Executive Decision: Doug Parker
Parker defended his decision to take his salary in American Airlines stock by saying that the industry has changed and there's real business out there and his company's stock is once again a real currency to be proud of.
But even with business improving, Parker admitted that some airlines are adding flights in excess of demand, causing pockets of increased competition. It's nothing like the past, he noted, but American stands ready to compete where needed.
Turning to the topic of combining the reservation systems of American and US Airways, Parker said they're ready for the challenge and they need one system in order to realize the synergies of the merger. They have learned from past mistakes, he said, and will be ready.
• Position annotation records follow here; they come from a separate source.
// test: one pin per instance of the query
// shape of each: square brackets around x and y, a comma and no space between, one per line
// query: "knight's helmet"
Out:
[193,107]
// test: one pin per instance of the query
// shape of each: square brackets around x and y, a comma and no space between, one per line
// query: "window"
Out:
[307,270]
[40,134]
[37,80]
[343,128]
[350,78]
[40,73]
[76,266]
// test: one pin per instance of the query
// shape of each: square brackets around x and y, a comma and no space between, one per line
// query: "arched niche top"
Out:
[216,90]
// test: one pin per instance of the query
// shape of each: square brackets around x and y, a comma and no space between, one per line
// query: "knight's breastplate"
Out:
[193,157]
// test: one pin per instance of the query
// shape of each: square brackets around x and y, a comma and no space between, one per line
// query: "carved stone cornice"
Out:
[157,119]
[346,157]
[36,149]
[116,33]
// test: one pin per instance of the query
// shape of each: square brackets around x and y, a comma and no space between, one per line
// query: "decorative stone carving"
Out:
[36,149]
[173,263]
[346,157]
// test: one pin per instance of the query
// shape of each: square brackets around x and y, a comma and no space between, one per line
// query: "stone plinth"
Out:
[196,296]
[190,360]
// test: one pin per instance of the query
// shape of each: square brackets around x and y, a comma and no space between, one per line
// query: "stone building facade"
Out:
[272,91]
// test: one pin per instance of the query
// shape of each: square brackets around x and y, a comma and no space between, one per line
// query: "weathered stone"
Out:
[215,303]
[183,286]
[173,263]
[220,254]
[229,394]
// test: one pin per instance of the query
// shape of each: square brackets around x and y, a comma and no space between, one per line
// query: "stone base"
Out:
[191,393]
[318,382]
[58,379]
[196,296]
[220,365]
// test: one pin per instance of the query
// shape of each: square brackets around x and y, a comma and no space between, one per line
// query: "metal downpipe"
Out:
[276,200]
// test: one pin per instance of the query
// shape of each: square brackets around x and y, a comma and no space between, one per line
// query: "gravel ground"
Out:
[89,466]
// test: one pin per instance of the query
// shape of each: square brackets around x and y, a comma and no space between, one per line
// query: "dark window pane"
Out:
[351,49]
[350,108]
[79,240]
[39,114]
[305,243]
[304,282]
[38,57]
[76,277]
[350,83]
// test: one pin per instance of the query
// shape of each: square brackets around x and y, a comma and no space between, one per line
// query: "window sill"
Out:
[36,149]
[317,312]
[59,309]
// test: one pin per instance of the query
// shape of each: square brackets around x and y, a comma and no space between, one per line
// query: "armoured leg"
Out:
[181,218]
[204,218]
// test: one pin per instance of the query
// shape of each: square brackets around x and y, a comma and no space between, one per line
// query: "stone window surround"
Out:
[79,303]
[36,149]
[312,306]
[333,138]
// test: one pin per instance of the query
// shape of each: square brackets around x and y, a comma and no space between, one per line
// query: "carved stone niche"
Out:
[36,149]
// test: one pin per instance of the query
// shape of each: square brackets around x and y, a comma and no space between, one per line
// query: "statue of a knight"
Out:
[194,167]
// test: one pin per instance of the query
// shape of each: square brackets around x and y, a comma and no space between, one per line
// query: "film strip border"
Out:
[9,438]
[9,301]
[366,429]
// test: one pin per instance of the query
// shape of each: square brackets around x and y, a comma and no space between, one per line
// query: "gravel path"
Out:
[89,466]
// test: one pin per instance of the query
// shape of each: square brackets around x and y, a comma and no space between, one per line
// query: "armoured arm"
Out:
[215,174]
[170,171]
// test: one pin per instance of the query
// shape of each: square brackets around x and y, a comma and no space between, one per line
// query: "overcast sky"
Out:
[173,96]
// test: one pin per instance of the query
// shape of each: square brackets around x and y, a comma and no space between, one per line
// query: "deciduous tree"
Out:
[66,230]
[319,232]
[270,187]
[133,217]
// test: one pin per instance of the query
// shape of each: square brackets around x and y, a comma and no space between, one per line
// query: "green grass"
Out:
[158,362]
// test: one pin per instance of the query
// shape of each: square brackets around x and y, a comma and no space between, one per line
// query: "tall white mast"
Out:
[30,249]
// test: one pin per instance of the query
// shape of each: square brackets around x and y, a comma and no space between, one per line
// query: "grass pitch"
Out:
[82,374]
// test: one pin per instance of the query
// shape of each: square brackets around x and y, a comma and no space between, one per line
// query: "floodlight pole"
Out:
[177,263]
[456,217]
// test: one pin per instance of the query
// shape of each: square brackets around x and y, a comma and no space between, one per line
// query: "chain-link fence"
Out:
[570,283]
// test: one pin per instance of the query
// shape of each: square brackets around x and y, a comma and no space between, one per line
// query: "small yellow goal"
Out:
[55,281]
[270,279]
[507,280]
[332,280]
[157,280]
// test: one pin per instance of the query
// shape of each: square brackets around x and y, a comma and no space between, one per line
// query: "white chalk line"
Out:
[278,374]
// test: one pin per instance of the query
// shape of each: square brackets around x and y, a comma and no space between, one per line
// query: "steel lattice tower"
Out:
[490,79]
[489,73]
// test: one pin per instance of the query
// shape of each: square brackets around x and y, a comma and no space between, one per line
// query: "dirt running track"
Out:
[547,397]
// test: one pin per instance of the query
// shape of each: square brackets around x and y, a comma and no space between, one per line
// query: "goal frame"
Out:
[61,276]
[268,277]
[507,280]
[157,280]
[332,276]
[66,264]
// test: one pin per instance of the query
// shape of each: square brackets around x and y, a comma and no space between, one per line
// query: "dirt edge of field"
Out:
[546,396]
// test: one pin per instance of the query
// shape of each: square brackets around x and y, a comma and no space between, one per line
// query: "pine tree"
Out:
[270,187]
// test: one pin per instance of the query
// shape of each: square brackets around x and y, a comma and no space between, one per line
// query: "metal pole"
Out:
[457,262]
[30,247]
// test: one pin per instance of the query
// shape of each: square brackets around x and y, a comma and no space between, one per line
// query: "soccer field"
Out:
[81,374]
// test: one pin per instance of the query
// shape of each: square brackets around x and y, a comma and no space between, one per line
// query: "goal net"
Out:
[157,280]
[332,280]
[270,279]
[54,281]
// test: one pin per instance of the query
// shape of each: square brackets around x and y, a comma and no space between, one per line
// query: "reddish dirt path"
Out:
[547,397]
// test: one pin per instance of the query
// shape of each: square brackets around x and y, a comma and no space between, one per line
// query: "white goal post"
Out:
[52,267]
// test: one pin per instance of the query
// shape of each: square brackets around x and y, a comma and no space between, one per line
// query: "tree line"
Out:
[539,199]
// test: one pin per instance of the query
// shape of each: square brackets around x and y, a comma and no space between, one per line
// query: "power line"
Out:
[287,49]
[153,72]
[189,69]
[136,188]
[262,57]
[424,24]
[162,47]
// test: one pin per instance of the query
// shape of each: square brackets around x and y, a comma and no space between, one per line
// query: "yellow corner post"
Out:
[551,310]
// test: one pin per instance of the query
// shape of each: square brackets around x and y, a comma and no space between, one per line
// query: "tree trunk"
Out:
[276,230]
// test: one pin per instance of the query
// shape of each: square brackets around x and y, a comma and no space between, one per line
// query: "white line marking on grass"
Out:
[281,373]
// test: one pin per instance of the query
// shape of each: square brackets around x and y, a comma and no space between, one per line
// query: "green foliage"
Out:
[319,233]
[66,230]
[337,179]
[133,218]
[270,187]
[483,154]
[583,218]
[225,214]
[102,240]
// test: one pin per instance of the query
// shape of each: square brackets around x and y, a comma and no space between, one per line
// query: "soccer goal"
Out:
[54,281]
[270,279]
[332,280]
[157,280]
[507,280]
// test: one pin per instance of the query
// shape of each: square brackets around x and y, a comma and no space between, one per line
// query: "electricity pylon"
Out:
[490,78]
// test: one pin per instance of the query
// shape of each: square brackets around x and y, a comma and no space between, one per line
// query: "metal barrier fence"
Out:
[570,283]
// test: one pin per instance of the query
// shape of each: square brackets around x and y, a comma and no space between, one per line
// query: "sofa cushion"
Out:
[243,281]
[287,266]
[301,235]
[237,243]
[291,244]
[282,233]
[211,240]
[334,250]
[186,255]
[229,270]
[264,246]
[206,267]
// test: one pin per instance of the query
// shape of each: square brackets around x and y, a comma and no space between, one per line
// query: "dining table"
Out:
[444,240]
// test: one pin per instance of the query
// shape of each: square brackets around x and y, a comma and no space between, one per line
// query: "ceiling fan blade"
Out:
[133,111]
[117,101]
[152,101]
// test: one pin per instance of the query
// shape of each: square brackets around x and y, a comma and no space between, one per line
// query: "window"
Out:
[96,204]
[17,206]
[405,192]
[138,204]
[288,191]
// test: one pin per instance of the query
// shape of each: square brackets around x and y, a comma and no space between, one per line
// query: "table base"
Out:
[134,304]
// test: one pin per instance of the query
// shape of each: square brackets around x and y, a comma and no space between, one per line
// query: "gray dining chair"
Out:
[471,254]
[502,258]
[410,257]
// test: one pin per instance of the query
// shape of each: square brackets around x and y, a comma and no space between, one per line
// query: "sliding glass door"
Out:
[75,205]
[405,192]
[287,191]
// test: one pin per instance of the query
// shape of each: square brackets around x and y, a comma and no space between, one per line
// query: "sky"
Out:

Finally, when asked about currency pressures, Parker said that while a strong U.S. dollar hurts overseas earnings, it also lowers fuel prices, which averages out to a gain for American.
Executive Decision: Avishai Abrahami
In his third "Executive Decision" segment, Cramer sat down with Avishai Abrahami, co-founder, chairman and CEO of Wix.com (WIX), the Web site hosting provider that raised its full-year guidance two weeks ago, sending its shares up 20% so far this year.
Abrahami explained that when you want to build a Web site, you can either do it yourself from scratch, hire someone else, or use Wix, which makes it super simple and costs only $9 a month to get started. He continued that Wix makes money when customers upgrade to premium sites and services that offer more storage and bandwidth and applications such as ecommerce.
Wix has been growing mainly through word of month, Abrahami noted, with over half of new customers coming from the recommendations of others. Wix currently boasts over 63 million customers with over nine million mobile Web sites.